Controlled-Release Fertilizers for Commercial Potato Production in Florida1

Guodong Liu, Eric H. Simonne, Yuncong Li, Chad M. Hutchinson, Mark Warren, and Steven Lands2

Controlled-release fertilizers (CRFs) are often called slow-release fertilizers (SRFs) or timed-release fertilizers. However, the terms CRF and SRF should not be used interchangeably. The Association of American Plant Food Control Officials defines CRFs as fertilizers that contain a plant nutrient in a form in which the plant uptake is delayed after application, or that provide a longer duration of nutrient availability compared to other quick-release fertilizers, such as urea. The main difference between CRF and SRF is that in CRF (usually coated fertilizer), the factors affecting the rate, pattern, and duration of release are well known and controllable, whereas in SRF, they are not well controlled. At soil temperatures at 25°C, a CRF must meet three criteria: (1) less than 15% of the CRF nutrients should be released in 24 hours, (2) less than 75% should be released in 28 days, and (3) at least 75% should be released by the stated release time (40–360 days) (Trenkel 1997). Widely used CRFs include Nutricote®, Osmocote®, Polyon®, and Agrocote®. This publication discusses the use of CRFs—namely, coated fertilizers for commercial potato production in Florida. Energy costs and thus fertilizer costs escalated dramatically since 2005 and, therefore, cost for either traditional or CRF fertilization for potato production needs to be updated accordingly.

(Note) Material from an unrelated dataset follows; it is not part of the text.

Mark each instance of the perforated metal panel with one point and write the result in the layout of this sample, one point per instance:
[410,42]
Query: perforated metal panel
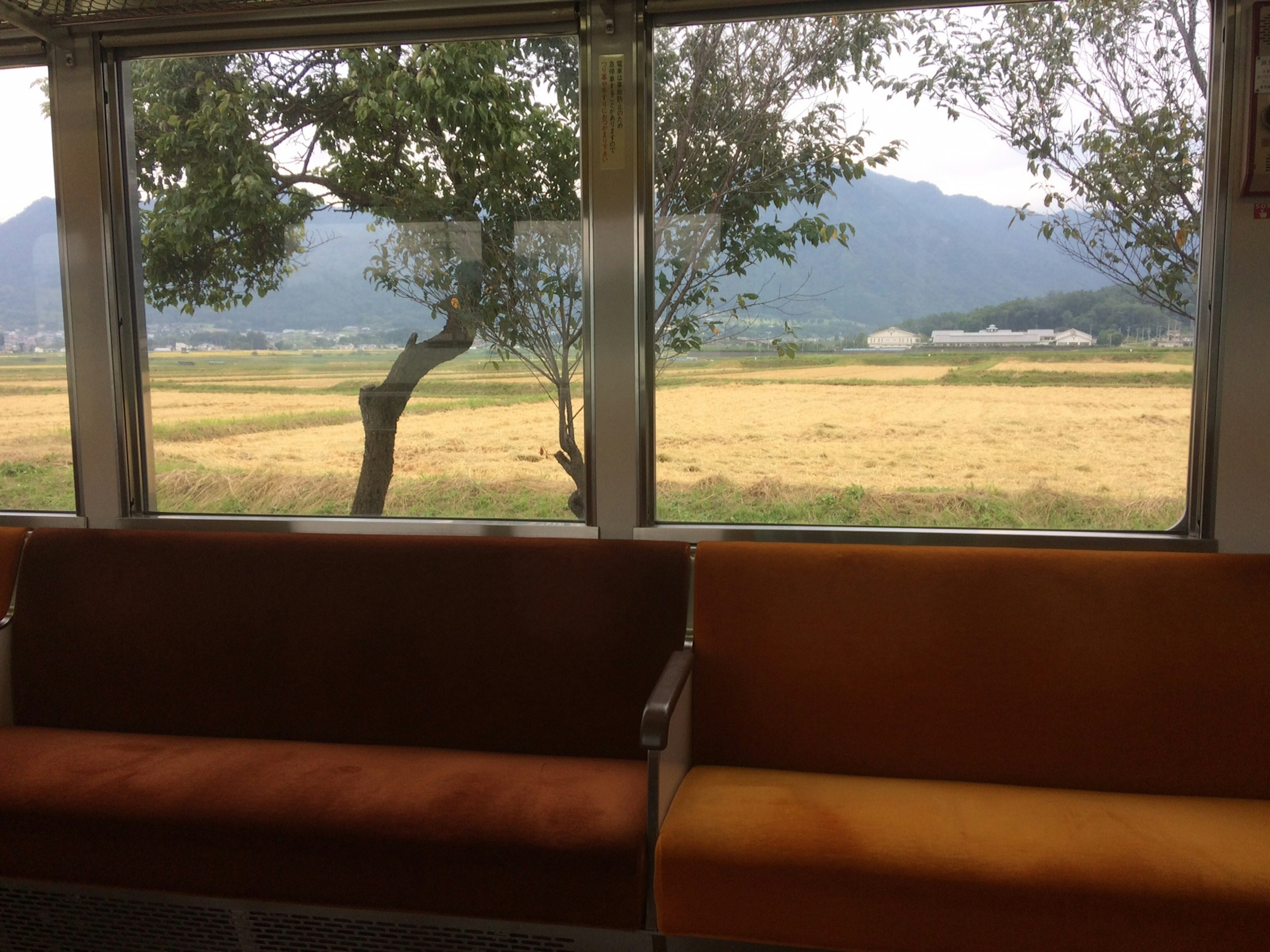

The recent emphasis on the development of vegetable production best management practices (BMPs) has prompted a re-examination of fertilization practices for potato production in Florida. Considering the goals of the BMP programs, the use of CRFs has the potential to meet the production and environmental goals of both growers and regulatory agencies. Past UF/IFAS research has demonstrated that a CRF program can reduce nitrogen (N) rates by 25–50 lbs/acre without sacrificing crop yield or quality when compared to a traditional soluble N fertilizer program (uncoated urea, CO(NH2)2 and/or ammonium nitrate, NH4NO3). Although CRF technology can improve N use efficiency, the high cost of the material has limited the adoption of CRF technology for potato production. However, the development of BMPs coupled with the cost-share potential of CRFs at the national, state, and/or local level has improved the chances for CRF use for potato production.

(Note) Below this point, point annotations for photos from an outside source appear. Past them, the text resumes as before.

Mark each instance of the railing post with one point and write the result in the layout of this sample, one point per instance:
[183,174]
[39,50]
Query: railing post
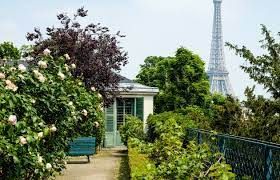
[268,165]
[199,139]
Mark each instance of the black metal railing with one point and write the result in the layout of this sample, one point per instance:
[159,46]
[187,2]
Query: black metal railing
[247,157]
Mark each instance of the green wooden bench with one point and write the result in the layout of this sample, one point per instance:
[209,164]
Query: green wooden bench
[82,146]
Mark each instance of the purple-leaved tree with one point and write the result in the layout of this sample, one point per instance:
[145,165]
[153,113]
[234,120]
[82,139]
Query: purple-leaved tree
[93,49]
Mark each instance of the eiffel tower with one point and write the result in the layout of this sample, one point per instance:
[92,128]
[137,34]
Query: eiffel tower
[217,72]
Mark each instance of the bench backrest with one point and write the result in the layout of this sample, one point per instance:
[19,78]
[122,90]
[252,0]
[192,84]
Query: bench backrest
[82,146]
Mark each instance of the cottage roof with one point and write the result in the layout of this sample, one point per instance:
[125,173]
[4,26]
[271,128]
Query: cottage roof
[128,86]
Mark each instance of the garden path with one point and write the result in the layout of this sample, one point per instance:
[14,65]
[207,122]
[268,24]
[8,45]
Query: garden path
[103,166]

This publication compares the costs and benefits of a nitrogen CRF program with those of a traditional soluble N program in potato production. The cost of a soluble N fertilizer program can vary from grower to grower and from year to year based on manufacturing costs, N sources, and application rates. A range of possible costs and rates are detailed in Table 1. The BMP N rate for a soluble N fertilizer program is 200 lbs/acre N and is included for comparison. Table 2 lists several cost and rate combinations for a CRF fertilizer program. There are several unknowns with the CRF fertilizer program, the most important of which is material cost per ton. Other critical unknowns include the unpredictable climatic influences that may affect release timing of CRFs and their resulting effects on yield, as well as the number of leaching events, which can affect the efficacy of soluble source comparisons.

Soluble Nitrogen Source

Table 1 lists estimated costs for fertilizer application rates of traditional soluble N fertilizers in northeastern Florida over the past few years. A survey conducted in Flagler County in early 2011 indicated that the total production cost has sharply increased because of price increases in fuel and fertilizers. For example, the price of UAN-32 (urea ammonium nitrate solution 32-0-0) has increased from $152/ton in 2005 to $410/ton in 2008. In March 2011, the same fertilizer formula was sold for $440/ton in Putman County. The N costs range from $158 to $192/acre, which is equivalent to 6.2%–7.5% of the total cost for potato production ($3,057 for chipping potato to $4,148 for russet potato). To find the N cost for a specific farm or program, locate the cost of N per acre for the previous season at the top of the chart and move down the column to the appropriate N fertilizer rate.

CRF Nitrogen Source

UF/IFAS research indicates that potato tuber quality and yield with a CRF program of 150–175 lbs/acre N are comparable to those with a standard soluble fertilizer program at the BMP rate (200 lbs/acre N). CRF prices used in this article are based on the fertilizer market in Florida. According to the listed prices from suppliers in Putman County, in March 2011 the prices of CRFs ranged from $1,200 to $1,300 per ton. Accordingly, the per-acre cost would be $209–$265 (Table 2). Published data from the UF/IFAS Food and Resource Economics Department's website indicates that the total cost of potato production is $3,057 and $4,148, respectively, for chipping and russet potatoes. Therefore, the projected cost of N from a CRF program is in the range of 6.9%–8.0% of the total cost of potato production (Table 2).

Benefits of CRF use

Tables 1 and 2 show the potential costs for both the soluble and CRF fertilizer programs. The most expensive highlighted CRF program ($285/acre) is 1.4 and 0.6 times more expensive than the least and most expensive highlighted traditional fertilizer programs ($120 and $180/acre), respectively. These have changed much since 2003 (Hutchinson and Simonne 2003). Although the costs are not yet comparable, the benefits of a CRF program compared to a traditional fertilizer program are as follows:

  1. A CRF fertilizer program requires only one pre-plant fertilizer application. However, a traditional fertilizer program needs multiple applications (application number dependent on season and/or farm). The Florida BMP program recommends at least a single split application (two trips) when traditional N sources are used. Each trip for fertilization across the field costs between $5 and $7/acre for broadcasting.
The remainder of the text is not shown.